Bioinformatics software was run on a Raspberry Pi Model B with 521 GB RAM, under the 4273π variant of the Raspbian GNU/Linux operating system [5]. Genome-wide protein sets for C. trachomatis A/HAR-13 and Candidatus P. amoebophila UWE25 were downloaded from the Ensembl Genomes database (http://ensemblgenomes.org) [29] (Additional files 6 and 7). Sequence similarity-based protein families were predicted using MCL [30] and OrthoMCL [31] with default settings to post-process results of BLASTP sequence similarity searches [32]. Separate predictions were made, based on the BLOSUM62 (Additional files 2, 3 and 8) and on the BLOSUM45 substitution matrix (Additional files 4, 5 and 9). As no major differences were observed between the results (Table 1), groups obtained with BLOSUM62 were used for further analyses. Groups were counted and classified (Table 2) using custom Perl scripts (Additional files 10 and 11). Counts were verified using scripts written independently [11].

Protein functions were found either by manually integrating protein names from their Fasta headers, or by homology-based transfer of functional information from the UniProtKB database [33]. The five largest families unique to P. amoebophila were also analysed. Findings are presented in Table 2. An asterisk (*) indicates families where the majority were uncharacterised proteins in the P. amoebophila or C. trachomatis protein set, whose names were obtained from homology according to the following procedure. If the majority of the group were putative uncharacterised proteins, the first three protein IDs within the group text file were used as queries in BLASTP searches of UniProtKB [33]. If the three proteins had homologues similar in function it is assumed that the uncharacterised proteins also had the same function.
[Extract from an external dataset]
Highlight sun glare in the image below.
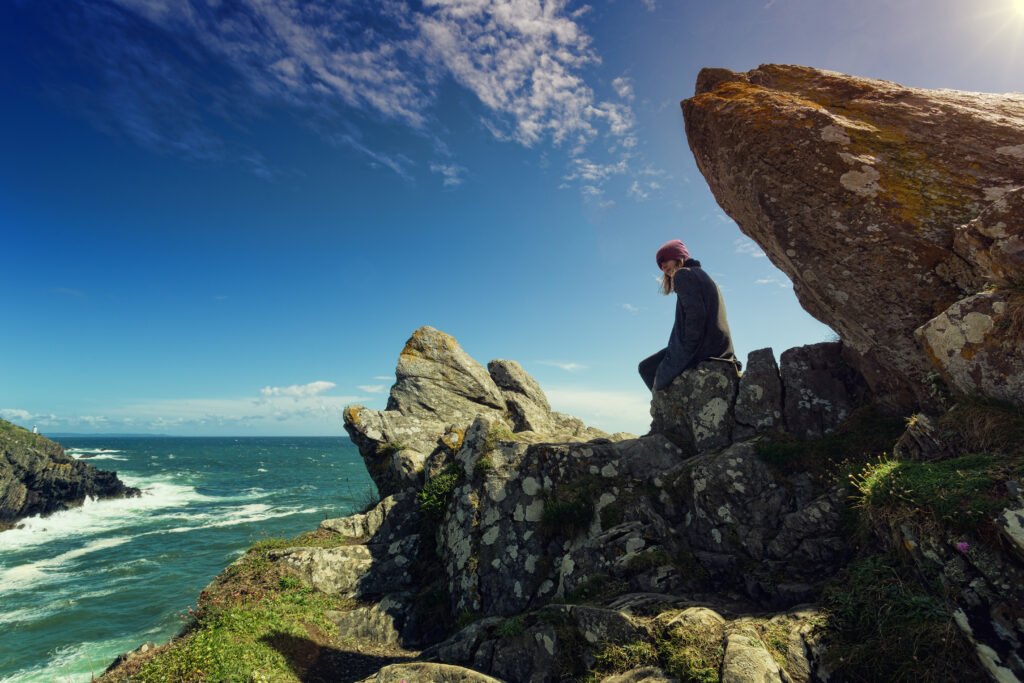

If no homologues were found for a particular sequence, then the next protein in the group was investigated until a triplicate consensus was reached. In one case, Group 40 (Table 2), no homologues were found using BLAST. To predict protein function it was submitted to the STRING database, which contains data from genomic context, high throughput experiments and co-expression, using a desktop computer. To simplify the network diagram, only the five highest-scoring direct interactors are reported (Fig. 1).